Коза тоже заинтересовалась «вороной», сидевшей под деревом, и была немедленно оседлана и схвачена на рога.

Сашка вылетел из своего пристанища верхом на козе, толкаясь пятками от земли, крича: «Чур меня, чур!» и весело гикая.


Завечерело и похолодало, и пацанам расхотелось продолжать игры. Они уже устало прятались и, заскучав и примерзнув в будылье у забора или на стылых кирпичах новостройки, потихоньку уходили домой, к парному молоку, усталой мамке и подвыпившему отцу.

Кто-то из очередных водящих, обленившийся искать взрослых пострелов, отыскал меня — сразу, легко, едва досчитав до ста, прямым легким шагом дошел до моего тайника.

«Иди», — кинули мне небрежно.

И я начал водить.

Я бродил по кустам, высоко поднимая тонкие ножки, крапива стрекала меня, и на лодыжках расцветали белые крапивьи волдыри, а по спине ползли зернистые мурахи озноба.

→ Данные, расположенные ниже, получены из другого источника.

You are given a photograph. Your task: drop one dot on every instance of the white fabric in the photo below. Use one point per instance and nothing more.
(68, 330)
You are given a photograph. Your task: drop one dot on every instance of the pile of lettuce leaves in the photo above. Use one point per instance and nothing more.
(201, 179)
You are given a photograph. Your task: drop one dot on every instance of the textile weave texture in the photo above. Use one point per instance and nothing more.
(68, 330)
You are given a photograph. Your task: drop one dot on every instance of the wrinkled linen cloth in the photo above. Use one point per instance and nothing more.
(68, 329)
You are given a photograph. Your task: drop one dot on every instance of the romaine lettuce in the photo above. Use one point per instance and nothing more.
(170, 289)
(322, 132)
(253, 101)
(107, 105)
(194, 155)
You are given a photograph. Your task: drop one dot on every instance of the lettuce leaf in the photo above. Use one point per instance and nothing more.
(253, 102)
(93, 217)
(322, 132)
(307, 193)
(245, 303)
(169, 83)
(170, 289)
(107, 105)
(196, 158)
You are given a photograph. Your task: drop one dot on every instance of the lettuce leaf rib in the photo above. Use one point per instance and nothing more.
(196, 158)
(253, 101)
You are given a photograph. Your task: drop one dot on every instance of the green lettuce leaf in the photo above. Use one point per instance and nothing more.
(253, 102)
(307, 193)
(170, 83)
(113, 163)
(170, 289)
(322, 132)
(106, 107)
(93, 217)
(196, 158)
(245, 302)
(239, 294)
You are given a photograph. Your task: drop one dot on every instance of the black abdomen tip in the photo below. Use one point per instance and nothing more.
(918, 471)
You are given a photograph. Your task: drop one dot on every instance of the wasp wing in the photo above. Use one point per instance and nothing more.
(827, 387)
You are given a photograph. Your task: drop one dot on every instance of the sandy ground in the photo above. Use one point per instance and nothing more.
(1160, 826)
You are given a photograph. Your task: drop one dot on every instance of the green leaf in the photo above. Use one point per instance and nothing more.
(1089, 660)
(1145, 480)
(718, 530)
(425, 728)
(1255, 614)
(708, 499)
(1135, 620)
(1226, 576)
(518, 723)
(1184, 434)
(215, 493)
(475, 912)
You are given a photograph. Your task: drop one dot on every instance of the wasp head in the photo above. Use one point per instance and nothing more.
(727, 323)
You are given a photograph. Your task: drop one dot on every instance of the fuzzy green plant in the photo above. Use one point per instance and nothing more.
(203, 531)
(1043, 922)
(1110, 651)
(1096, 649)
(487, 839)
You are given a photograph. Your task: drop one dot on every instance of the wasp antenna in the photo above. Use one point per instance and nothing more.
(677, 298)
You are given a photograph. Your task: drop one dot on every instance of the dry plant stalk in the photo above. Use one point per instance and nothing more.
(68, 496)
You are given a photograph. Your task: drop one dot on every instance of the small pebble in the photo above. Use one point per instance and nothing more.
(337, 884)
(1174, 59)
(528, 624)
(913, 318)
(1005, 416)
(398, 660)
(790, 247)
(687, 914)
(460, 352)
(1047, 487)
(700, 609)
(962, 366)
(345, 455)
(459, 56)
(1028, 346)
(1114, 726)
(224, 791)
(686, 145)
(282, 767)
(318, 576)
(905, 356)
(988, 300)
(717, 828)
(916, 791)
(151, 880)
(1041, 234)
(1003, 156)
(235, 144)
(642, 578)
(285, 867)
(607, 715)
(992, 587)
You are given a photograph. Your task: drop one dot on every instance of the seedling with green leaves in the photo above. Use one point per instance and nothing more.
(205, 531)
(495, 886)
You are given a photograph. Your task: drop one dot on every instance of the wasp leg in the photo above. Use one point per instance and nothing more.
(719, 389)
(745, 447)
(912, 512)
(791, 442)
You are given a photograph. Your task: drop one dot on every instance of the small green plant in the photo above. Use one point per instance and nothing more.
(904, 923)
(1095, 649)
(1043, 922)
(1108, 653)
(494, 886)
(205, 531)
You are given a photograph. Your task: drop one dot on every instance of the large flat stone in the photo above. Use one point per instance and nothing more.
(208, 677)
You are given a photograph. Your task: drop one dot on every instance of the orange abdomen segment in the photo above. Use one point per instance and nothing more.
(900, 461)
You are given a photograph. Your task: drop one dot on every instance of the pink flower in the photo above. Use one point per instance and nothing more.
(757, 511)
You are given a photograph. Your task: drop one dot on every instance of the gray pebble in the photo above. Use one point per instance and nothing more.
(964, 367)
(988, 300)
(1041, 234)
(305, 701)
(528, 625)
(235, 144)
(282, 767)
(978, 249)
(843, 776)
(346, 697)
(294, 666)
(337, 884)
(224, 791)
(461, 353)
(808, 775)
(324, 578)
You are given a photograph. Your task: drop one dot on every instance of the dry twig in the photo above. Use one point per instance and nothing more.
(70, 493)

Я сопел и замечал, как кто-то неспешно слезает с дерева и спокойно удаляется при моем приближении — домой, домой... И я не решался окликнуть.

«Эх, что же вы, ре-бя-та...» — шептал я горько, как будто остался в одиночестве на передовой. «Эх, что же вы...»

Ворона умолкла, и коз угнали домой.

Я прошел посадкой, мимо школы, желтеющей печальными боками, мелко осыпающимися штукатуркой. У школы курил сторож, и огонек... вспыхивал...

Вспыхивал, будто сердце, последний раз толкающее кровь.

Окурок полетел в траву, дрогнув ярко-ало.

Я вернулся к сельмагу, запинаясь о камни на темной дороге, уже дрожа и мелко клацая оставшимися молочными зубами. Белый квадрат на двери был неразличим.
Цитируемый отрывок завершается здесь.